A minute later the door opened again, and this time a man of nearly forty stepped inside. He had a manly form, and a manly face, was above the average in looks, and spoke with a slight Scotch accent.
"Do any of ye boys happen to know what it was Jimmy had with him when he came in here?"
A roar of laughter greeted the query. The Thread Man picked up the pail. As he handed it to Dannie, he said: "Mr. Malone said he was initiating a new milk pail, but I am afraid he has overdone the job."
"Thank ye," said Dannie, and taking the battered thing, he went out into the night.

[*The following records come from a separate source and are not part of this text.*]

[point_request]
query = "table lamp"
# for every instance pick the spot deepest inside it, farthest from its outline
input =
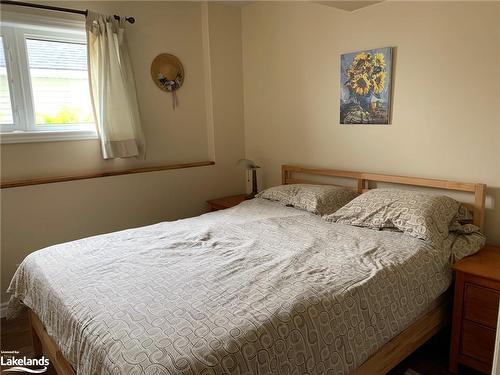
(250, 165)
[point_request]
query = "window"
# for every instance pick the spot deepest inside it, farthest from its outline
(44, 89)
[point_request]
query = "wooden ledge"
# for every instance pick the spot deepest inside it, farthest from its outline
(50, 180)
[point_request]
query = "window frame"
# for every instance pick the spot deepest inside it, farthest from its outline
(16, 29)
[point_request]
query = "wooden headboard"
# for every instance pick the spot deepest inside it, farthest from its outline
(362, 184)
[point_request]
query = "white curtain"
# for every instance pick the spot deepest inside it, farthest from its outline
(112, 88)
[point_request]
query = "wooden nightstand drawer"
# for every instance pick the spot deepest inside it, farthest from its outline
(478, 341)
(481, 305)
(475, 310)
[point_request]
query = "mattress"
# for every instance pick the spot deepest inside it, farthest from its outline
(256, 289)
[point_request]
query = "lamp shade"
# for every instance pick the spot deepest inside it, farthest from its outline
(247, 164)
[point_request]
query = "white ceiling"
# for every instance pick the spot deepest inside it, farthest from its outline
(344, 5)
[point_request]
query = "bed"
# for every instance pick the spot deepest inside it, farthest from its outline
(256, 289)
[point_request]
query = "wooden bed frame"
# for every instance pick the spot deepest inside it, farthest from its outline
(394, 351)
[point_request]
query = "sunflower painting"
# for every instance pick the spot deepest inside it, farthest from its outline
(365, 86)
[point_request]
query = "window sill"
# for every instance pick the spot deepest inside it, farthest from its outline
(47, 136)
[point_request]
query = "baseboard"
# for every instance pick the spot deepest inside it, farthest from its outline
(3, 309)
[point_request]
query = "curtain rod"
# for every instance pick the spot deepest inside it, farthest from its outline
(59, 9)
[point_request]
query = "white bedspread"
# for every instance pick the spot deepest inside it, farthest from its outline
(256, 289)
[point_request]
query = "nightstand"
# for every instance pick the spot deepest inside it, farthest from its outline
(226, 202)
(475, 310)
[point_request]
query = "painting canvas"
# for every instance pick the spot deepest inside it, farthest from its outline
(365, 86)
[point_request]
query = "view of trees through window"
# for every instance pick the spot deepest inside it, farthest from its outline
(58, 72)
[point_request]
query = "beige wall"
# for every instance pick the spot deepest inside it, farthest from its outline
(446, 108)
(38, 216)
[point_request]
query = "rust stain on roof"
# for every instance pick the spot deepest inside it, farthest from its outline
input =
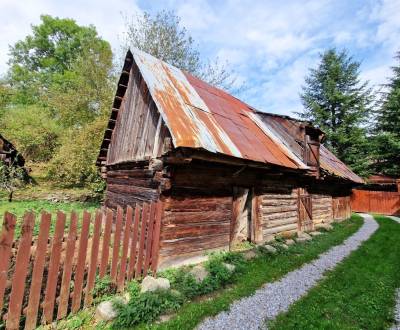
(201, 116)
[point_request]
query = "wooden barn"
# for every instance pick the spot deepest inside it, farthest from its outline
(224, 171)
(9, 155)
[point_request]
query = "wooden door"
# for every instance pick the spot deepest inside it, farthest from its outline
(305, 210)
(240, 230)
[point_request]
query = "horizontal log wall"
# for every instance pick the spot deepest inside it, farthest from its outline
(341, 208)
(127, 185)
(193, 225)
(322, 208)
(139, 131)
(278, 212)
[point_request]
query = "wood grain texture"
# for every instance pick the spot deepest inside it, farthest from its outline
(6, 240)
(52, 276)
(21, 268)
(67, 269)
(37, 273)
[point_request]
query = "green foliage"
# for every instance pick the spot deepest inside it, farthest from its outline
(335, 100)
(33, 131)
(66, 72)
(358, 294)
(74, 162)
(162, 36)
(52, 49)
(12, 177)
(103, 289)
(257, 272)
(145, 308)
(386, 142)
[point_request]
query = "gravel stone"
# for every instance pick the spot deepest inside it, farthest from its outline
(396, 326)
(199, 273)
(274, 298)
(230, 267)
(270, 249)
(248, 255)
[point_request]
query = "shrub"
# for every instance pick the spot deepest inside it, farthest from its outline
(145, 307)
(103, 289)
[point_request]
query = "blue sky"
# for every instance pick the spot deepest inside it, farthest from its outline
(269, 44)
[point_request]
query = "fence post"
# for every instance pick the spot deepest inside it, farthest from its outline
(68, 263)
(21, 269)
(6, 240)
(37, 273)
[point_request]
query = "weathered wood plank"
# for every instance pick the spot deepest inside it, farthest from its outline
(67, 273)
(80, 267)
(21, 269)
(37, 273)
(6, 241)
(52, 276)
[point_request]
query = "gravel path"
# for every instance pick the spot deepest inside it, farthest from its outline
(397, 311)
(274, 298)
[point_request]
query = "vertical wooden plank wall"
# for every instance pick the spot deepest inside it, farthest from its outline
(49, 262)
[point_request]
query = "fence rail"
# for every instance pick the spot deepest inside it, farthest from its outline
(45, 277)
(383, 202)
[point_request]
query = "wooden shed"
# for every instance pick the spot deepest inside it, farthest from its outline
(225, 172)
(9, 154)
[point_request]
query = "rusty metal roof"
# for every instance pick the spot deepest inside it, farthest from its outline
(289, 131)
(204, 117)
(200, 116)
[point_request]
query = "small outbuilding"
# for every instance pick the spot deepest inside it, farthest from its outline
(225, 172)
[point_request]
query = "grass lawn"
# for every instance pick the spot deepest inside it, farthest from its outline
(263, 269)
(20, 207)
(359, 293)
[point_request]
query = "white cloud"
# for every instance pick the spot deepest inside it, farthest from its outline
(270, 44)
(17, 17)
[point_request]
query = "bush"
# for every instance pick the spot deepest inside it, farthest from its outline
(33, 131)
(145, 307)
(74, 163)
(103, 289)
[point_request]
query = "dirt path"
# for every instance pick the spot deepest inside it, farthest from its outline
(274, 298)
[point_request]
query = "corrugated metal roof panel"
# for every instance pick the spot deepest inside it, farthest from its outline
(203, 117)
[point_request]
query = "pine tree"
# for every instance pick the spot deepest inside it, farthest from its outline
(386, 146)
(335, 100)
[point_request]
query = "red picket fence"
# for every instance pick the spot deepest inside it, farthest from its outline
(46, 277)
(383, 202)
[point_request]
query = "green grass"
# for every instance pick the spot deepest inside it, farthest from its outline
(20, 207)
(359, 293)
(259, 271)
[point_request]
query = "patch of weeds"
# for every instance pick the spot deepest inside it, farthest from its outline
(145, 307)
(104, 288)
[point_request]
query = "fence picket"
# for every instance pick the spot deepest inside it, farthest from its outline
(6, 241)
(106, 242)
(145, 218)
(93, 259)
(68, 263)
(37, 273)
(21, 269)
(156, 238)
(117, 243)
(135, 246)
(149, 238)
(125, 246)
(80, 266)
(54, 265)
(134, 241)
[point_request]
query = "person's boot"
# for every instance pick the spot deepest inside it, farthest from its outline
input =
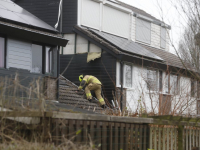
(103, 106)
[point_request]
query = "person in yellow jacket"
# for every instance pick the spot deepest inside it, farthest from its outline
(91, 83)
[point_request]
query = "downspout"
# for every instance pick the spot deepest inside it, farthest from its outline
(58, 71)
(121, 76)
(58, 52)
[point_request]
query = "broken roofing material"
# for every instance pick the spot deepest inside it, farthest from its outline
(68, 95)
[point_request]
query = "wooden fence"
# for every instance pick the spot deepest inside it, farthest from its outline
(114, 133)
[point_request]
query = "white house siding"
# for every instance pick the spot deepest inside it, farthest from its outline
(116, 22)
(94, 48)
(81, 45)
(133, 29)
(19, 54)
(69, 49)
(155, 35)
(90, 14)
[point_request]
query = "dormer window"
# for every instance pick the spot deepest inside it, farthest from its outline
(143, 31)
(163, 37)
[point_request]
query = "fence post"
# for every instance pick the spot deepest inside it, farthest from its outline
(180, 137)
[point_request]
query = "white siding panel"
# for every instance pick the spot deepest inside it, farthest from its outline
(155, 35)
(116, 22)
(133, 28)
(94, 48)
(81, 45)
(69, 48)
(90, 14)
(143, 31)
(19, 54)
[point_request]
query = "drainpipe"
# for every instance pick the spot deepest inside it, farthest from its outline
(58, 70)
(121, 76)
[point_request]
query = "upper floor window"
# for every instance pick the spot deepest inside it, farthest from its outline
(163, 37)
(48, 57)
(36, 58)
(152, 80)
(128, 76)
(2, 52)
(143, 31)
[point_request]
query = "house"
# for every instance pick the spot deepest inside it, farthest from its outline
(129, 50)
(29, 47)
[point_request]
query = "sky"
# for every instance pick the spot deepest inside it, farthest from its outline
(167, 11)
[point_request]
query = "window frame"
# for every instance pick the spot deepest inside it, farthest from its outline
(157, 80)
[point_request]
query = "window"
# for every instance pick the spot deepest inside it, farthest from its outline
(49, 55)
(193, 88)
(163, 37)
(128, 76)
(36, 58)
(143, 31)
(2, 50)
(174, 85)
(152, 80)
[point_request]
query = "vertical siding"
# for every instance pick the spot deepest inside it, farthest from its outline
(155, 35)
(103, 68)
(69, 48)
(116, 22)
(47, 10)
(167, 40)
(19, 54)
(90, 14)
(143, 31)
(133, 28)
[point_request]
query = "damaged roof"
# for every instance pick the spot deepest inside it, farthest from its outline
(127, 47)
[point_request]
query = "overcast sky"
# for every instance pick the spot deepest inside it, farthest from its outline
(163, 10)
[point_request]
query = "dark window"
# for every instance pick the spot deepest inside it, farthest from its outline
(152, 80)
(49, 55)
(2, 52)
(36, 58)
(193, 88)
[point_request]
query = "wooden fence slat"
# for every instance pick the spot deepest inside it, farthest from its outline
(92, 130)
(116, 136)
(167, 138)
(104, 136)
(140, 137)
(145, 137)
(127, 136)
(85, 132)
(186, 139)
(155, 139)
(190, 143)
(131, 137)
(122, 125)
(159, 138)
(172, 140)
(136, 136)
(164, 138)
(78, 128)
(151, 137)
(110, 135)
(99, 138)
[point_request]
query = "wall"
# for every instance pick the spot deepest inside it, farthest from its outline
(103, 68)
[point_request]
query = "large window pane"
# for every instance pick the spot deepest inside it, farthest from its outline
(2, 49)
(128, 76)
(152, 80)
(36, 58)
(49, 55)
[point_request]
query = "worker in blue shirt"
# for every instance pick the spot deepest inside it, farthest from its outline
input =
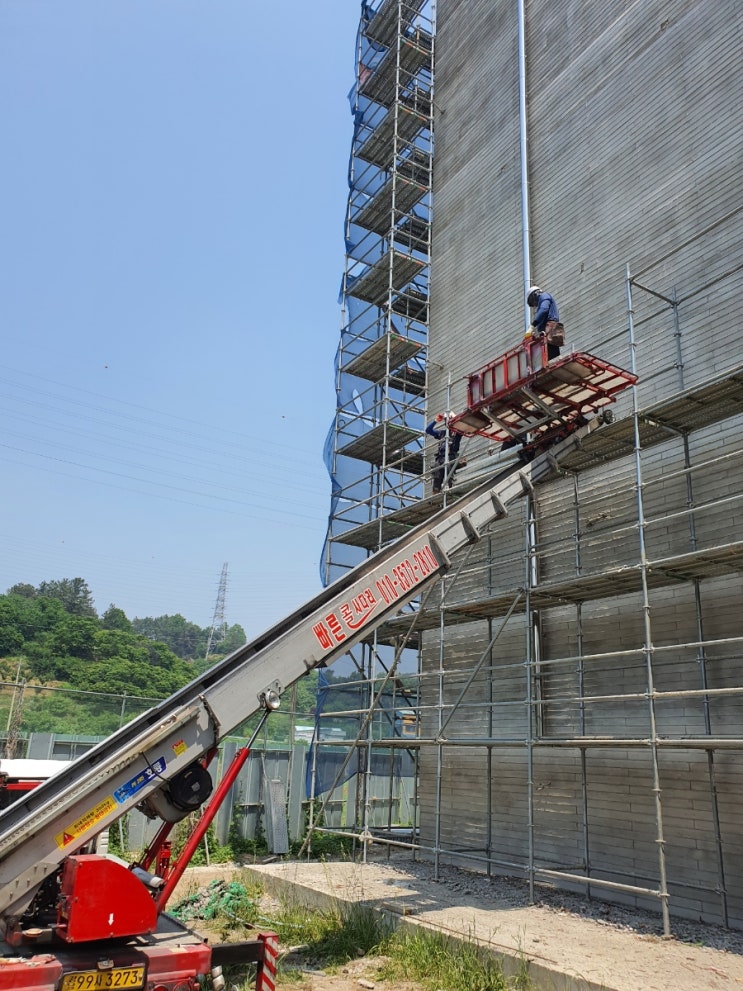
(446, 464)
(546, 318)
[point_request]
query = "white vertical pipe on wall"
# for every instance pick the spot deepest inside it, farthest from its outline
(525, 242)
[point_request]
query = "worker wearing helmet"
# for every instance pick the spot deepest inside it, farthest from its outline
(447, 460)
(546, 319)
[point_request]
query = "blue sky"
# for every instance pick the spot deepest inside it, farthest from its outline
(172, 196)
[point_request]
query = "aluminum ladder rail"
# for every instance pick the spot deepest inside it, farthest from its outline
(64, 813)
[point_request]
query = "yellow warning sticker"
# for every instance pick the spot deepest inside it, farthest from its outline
(85, 822)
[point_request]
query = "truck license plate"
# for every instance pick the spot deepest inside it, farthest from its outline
(102, 980)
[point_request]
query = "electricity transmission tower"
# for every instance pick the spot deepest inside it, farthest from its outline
(219, 626)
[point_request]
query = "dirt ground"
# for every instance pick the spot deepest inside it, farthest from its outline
(568, 942)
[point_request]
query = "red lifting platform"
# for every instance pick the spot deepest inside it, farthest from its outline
(523, 396)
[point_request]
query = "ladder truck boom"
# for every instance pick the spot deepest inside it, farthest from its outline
(72, 920)
(138, 764)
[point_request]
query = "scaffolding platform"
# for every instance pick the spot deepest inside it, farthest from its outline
(398, 68)
(383, 26)
(374, 284)
(523, 396)
(385, 444)
(383, 357)
(400, 126)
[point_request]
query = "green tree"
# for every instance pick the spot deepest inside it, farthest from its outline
(116, 619)
(25, 591)
(73, 593)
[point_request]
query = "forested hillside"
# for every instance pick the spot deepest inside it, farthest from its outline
(52, 634)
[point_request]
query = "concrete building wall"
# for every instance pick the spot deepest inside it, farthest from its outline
(635, 117)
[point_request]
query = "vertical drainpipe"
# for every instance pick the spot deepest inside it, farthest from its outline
(532, 644)
(525, 246)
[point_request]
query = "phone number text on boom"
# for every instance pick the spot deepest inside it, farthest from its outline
(356, 612)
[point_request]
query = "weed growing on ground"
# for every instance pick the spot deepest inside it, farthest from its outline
(433, 961)
(328, 940)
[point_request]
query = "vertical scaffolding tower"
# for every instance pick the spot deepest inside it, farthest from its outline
(374, 451)
(574, 704)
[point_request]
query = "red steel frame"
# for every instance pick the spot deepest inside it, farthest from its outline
(521, 395)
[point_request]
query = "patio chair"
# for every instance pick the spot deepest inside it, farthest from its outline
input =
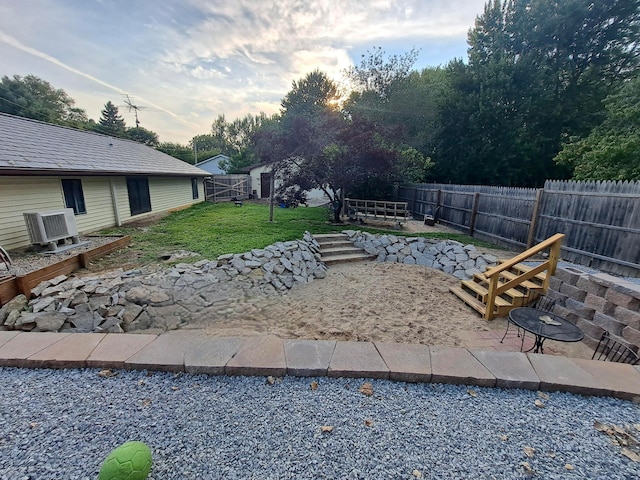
(614, 351)
(543, 302)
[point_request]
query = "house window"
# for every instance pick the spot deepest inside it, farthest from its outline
(194, 188)
(73, 195)
(139, 198)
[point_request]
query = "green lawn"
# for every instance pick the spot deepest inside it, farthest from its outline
(215, 229)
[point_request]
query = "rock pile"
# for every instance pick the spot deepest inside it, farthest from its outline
(162, 299)
(461, 261)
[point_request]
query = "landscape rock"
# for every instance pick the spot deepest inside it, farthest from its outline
(18, 303)
(49, 321)
(450, 256)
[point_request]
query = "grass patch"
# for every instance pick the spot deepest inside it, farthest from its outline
(215, 229)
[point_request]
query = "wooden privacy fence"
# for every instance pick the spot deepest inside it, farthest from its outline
(219, 188)
(601, 220)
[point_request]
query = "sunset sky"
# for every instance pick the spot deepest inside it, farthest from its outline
(187, 61)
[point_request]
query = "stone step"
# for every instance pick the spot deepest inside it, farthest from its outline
(332, 252)
(330, 237)
(347, 258)
(335, 244)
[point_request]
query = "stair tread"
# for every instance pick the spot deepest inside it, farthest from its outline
(527, 283)
(325, 246)
(345, 258)
(482, 290)
(469, 299)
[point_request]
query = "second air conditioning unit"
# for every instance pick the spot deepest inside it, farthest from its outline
(48, 228)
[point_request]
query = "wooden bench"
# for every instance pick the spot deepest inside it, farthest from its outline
(357, 209)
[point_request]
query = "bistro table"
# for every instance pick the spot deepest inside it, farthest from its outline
(544, 325)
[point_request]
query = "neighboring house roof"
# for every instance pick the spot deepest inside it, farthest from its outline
(30, 147)
(212, 165)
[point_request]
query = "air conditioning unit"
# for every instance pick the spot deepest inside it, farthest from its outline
(47, 228)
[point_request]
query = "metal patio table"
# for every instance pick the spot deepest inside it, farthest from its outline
(529, 319)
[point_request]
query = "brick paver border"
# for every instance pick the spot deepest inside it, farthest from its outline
(195, 352)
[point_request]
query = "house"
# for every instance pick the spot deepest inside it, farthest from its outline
(106, 181)
(260, 174)
(212, 165)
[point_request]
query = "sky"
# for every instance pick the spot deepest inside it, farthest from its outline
(187, 61)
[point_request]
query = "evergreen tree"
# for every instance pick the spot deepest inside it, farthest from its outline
(111, 123)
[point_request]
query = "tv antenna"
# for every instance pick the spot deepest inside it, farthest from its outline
(131, 106)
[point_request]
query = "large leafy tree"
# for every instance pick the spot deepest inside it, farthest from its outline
(177, 150)
(537, 74)
(142, 135)
(315, 145)
(111, 123)
(35, 98)
(612, 150)
(234, 139)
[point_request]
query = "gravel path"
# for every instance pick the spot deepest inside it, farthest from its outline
(61, 424)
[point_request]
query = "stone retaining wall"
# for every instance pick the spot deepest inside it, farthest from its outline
(163, 299)
(461, 261)
(597, 303)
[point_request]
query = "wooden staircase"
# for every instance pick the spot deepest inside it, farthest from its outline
(337, 248)
(511, 284)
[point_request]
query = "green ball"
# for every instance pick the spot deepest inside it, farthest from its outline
(129, 461)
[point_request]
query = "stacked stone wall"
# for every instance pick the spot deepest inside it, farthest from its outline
(597, 303)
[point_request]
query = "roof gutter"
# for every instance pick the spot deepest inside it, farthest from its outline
(84, 173)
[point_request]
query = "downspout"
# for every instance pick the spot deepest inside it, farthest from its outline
(114, 202)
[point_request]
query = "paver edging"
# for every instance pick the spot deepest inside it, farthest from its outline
(555, 373)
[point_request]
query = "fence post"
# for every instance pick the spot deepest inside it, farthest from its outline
(534, 218)
(413, 202)
(474, 213)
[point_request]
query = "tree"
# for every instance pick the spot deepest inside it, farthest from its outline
(537, 74)
(142, 135)
(234, 139)
(312, 95)
(111, 123)
(35, 98)
(177, 150)
(377, 75)
(314, 145)
(612, 150)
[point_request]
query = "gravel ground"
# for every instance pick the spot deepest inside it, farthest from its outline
(61, 424)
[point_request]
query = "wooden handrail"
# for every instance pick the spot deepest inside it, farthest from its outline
(553, 243)
(525, 255)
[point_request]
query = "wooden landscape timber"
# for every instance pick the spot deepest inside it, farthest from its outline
(16, 285)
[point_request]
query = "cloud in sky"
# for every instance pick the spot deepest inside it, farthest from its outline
(191, 60)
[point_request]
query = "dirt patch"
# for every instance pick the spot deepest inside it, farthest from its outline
(370, 301)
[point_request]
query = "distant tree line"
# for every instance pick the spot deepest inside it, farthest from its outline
(35, 98)
(550, 91)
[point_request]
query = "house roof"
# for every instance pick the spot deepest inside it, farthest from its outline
(30, 147)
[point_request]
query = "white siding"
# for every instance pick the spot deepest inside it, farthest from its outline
(97, 199)
(30, 193)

Jimmy was asleep when he reached the buggy. Dannie had long since found it convenient to have no fence about his dooryard. He drove to the door, dragged Jimmy from the buggy, and stabled the horse. By hard work he removed Jimmy's coat and boots, laid him across the bed, and covered him. Then he grimly looked at the light in the next cabin. "Why doesna she go to bed?" he said. He summoned courage, and crossing the space between the two buildings, he tapped on the window. "It's me, Mary," he called. "The skins are only half done, and Jimmy is going to help me finish. He will come over in the morning. Ye go to bed. Ye needna be afraid. We will hear ye if ye even snore." There was no answer, but by a movement in the cabin Dannie knew that Mary was still dressed and waiting. He started back, but for an instant, heedless of the scurrying snow and biting cold, he faced the sky.
"I wonder if ye have na found a glib tongue and light feet the least part o' matrimony," he said. "Why in God's name couldna ye have married me? I'd like to know why."
As he closed the door, the cold air roused Jimmy.
"Dannie," he said, "donsh forget the milk pail. All 'niciate good now."